Aldatıldığını öğrenmesine rağmen, kimisi imkansızlıklardan, kimisi ne yapacağını bilmediği için, kimisi de eşini her şeye rağmen sevdiği için affetmeyi tercih eder. Hangisi daha kolay acaba? Gitmek mi, kalmak mı?
Tomris; kırgınlıklarına, anne sevgisi eksikliğine, eş tarafından aldatılmasına rağmen hayata karşı dimdik durabilen cesur bir kadın. Eşinin kendisini en yakın arkadaşı ile aldattığını öğrendiği zaman evi terk edip, ayrı bir eve taşınır.
Annesinin ısrarla eve dönmesi için baskı yapmasına, aldatmasını görmezden gelmesini istemesine rağmen boşanmakta ısrarcı olur.

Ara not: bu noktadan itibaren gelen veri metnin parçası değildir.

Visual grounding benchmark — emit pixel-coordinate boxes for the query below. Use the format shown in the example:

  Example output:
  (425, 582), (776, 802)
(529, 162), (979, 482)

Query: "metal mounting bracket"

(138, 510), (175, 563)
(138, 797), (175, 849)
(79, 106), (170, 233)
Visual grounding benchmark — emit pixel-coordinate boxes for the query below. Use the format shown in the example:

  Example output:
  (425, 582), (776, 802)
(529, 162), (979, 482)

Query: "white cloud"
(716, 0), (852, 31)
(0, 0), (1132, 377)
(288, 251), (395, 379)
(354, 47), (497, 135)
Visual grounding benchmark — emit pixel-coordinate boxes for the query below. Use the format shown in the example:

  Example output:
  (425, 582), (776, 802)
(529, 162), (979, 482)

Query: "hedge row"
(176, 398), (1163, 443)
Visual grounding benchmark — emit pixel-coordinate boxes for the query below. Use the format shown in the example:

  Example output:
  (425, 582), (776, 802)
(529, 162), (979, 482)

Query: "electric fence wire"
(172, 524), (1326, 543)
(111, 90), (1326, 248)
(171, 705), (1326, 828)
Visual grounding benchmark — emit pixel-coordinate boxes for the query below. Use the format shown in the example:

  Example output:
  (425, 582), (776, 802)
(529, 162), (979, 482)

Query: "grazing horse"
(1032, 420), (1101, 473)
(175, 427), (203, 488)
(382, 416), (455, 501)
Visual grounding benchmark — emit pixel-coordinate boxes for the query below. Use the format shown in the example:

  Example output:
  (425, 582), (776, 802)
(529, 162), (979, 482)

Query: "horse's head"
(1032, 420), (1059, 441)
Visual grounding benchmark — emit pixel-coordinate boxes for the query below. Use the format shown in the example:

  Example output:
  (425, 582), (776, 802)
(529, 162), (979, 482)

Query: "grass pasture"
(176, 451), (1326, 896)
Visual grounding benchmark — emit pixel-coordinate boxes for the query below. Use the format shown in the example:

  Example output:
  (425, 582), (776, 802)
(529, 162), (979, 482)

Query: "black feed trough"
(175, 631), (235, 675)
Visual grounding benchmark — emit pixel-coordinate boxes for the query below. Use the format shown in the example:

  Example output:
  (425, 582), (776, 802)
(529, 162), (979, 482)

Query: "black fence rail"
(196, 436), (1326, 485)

Babasına ait bir günlükleri okuduğu zaman, babası ile ilgili bilmediği ne kadar çok şey olduğunu anlar.
Annesinin, Tomris'ten sakladığı sır neydi?
Tomris eve dönecek mi?
Yanlış tanımışmış. Çok düşünmüşmüş. Hataymış. Ne hatası? Üstüne geliyormuş herşey. Artık dayanamıyormuş. Sorun varsa, çözüm de vardır. Kolaya kaçmak da neyin nesi? Mücadele edeceksin. Savaşacaksın.
Biten evlilik değil de bir iş ortaklığıydı adeta. Hayatında ilk defa girdiği adliye binası, dışarıdaki Temmuz sıcağının aksine soğuk ve kasvetliydi.
Yaradaki iltihap gibi. Pis kokulu iltihap. Çek çek bitmiyor. Kangrene dönüşmeden bir kerede çek. Kaç kurtul! Her adımda biraz daha özgürleşiyordu sanki.
Gözleri olmayanların dünyasında yavaş yavaş dengeler bozulmaya başlamıştı. Yıllardır, karanlıkta kalmış, bulundukları mevkileri kaybetmemek uğruna korkuyla, kaygıyla, hırsla kaplanan yürekleri azınlıkta kalmış, gözleri olanların bakışlarıyla aydınlandı. İçinde bulundukları karanlık dünyadan çıkmaya başladılar yavaş yavaş.